— This is a condemnation proceeding whereby the City of Kansas, for the purpose of widening Woodland avenue, seeks to appropriate five feet *668off the front of plaintiff’s residence lot. The defendant has appealed from the award of damages; his motion for new trial only complaining that the verdict is contrary to the evidence.
The testimony as to value consisted of two witnesses for the defendant, who gave their opinion as to the value of the ground sought to be appropriated, and it may be conceded that the verdict was not in accord with this testimony. But it must be borne in mind that the very nature of such evidence is matter of opinion or judgment, and not a detail of facts. In such case, though the jury may have full faith in the honesty of the witnesses, they are not bound to set aside their own judgment and accept that of the witnesses.
Testimony of experts as to value of professional services need not control a jury in determining the amount of their verdict.
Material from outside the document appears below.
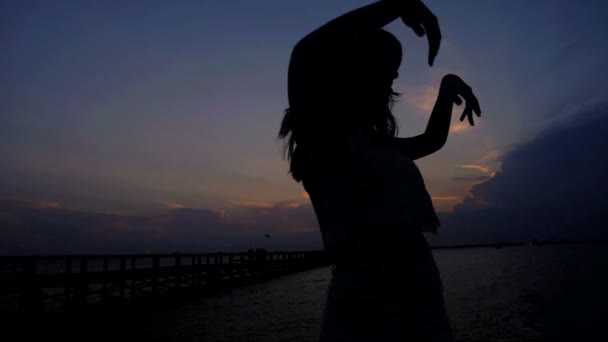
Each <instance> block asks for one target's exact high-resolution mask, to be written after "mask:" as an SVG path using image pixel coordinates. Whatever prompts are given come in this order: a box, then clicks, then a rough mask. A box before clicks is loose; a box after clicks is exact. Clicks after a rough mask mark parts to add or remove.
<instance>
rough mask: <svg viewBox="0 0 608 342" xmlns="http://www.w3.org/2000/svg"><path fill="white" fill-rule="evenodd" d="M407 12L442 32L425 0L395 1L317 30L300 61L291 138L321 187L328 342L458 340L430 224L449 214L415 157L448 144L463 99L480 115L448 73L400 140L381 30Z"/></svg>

Head v. Hargrave, 105 U. S. 45. Such testimony must be considered and weighed by the jury, and in the light of such testimony, they come to a conclusion by an exercise of their own judgment, experience, and knowledge.
In the case at bar, the charter of the plaintiff city provides that the jury shall personally examine the property in controversy, and this examination may be said to be a species of evidence which must have its weight, and must necessarily operate on the mind of the individual juror in forming his opinion, and it will naturally and properly find expression in the verdict rendered.
The instructions given were approved in the City of Kansas v. Butterfield, 89 Mo. 646.
Notwithstanding the foregoing considerations lead us to an affirmance of the judgment in this cause, it must not be understood that the verdict of a jury in a ease like this is beyond the reach of the courts.
The judgment is affirmed.
Smith, P. J., concurs; GfiLL, J., not sitting.